7. In view of the above and for the reasons stated hereinabove, the impugned common judgment and order dated July 25, 2013 passed by the learned Tribunal in Second Appeal Nos. 500 of 2010 and 501 of 2010 as well as the order passed by the first authority cancelling the registration certificate of the appellant ab initio and even the order passed by the first appellate authority are hereby quashed and set aside and the matter is remanded to the first authority, i.e., Deputy Commissioner of Commercial Tax to pass appropriate order in accordance with law and on merits and after giving an opportunity of hearing to the appellant. As agreed, the order passed by the first authority cancelling the registration certificate ab initio and the order passed by the first appellate authority be considered as show-cause notice calling upon the appellant to show cause why the registration certificate of the appellant may not be cancelled ab initio in exercise of powers under section 27 of the Act.
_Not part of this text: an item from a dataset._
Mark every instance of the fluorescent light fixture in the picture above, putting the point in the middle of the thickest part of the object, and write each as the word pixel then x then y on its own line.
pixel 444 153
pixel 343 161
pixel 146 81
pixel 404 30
Now, the appellant to reply to the aforesaid show-cause notice before appropriate authority within a period of four weeks from today and thereafter, the appropriate authority to pass an appropriate order in accordance with law and on merits under section 27(5) of the Act after giving an opportunity to the appellant and in light of the observations made hereinabove. The aforesaid exercise shall be completed within a period of three months from the date of submitting the reply to the show-cause notice as observed hereinabove. 8. With this, the present tax appeals are allowed to the aforesaid extent. In view of disposal of the tax appeals, no order in the civil applications and are disposed of accordingly.